Migratory birds and thousands of other species will be affected, they said.
But the primary concern now is the fate of mammals and turtles near the slick that need to come to the surface to breath. They are most at risk, and they’ve already been spotted swimming near the oil or in areas where dispersants have been used.
Whales, dolphins and sea turtles feed in the deep ocean canyons near the source of the oil gusher.
Beach-nesting shore birds like the least terms, skimmers and oyster catchers also are of primary concern, because oil on the beach would kill or injure them.
Seafood may not be as at-risk as one might think, they said. Fish and other seafood have a self-cleaning mechanism that will help purge oil toxins from their tissue before they become human food.

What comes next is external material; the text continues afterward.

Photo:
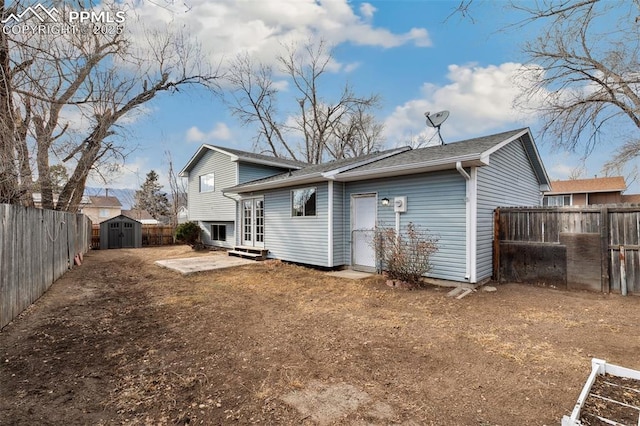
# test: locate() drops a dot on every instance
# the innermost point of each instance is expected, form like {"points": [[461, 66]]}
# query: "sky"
{"points": [[416, 54]]}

The Food and Drug Administration and the EPA are monitoring the seafood supply.
So far, 12 birds have been captured and of them, eight have been cleaned and four of those released.
“The visibly oiled birds is only a small part of our concern,” said Rowan Gould, acting director of the U.S. Fish and Wildlife Service. “What concerns us most is what we cannot see.”
Millions of birds that range across the western hemisphere, winter in the marshes along the Gulf and forage the same waters that has oil in it now.
“A lot of the birds are in the northern United States and Canada, that buys us some time,” said Ralph Morgenweck, senior science adviser with the U.S. Fish and Wildlife Service. “But this winter, when they return to their wintering grounds. They will be exposed to this spill.”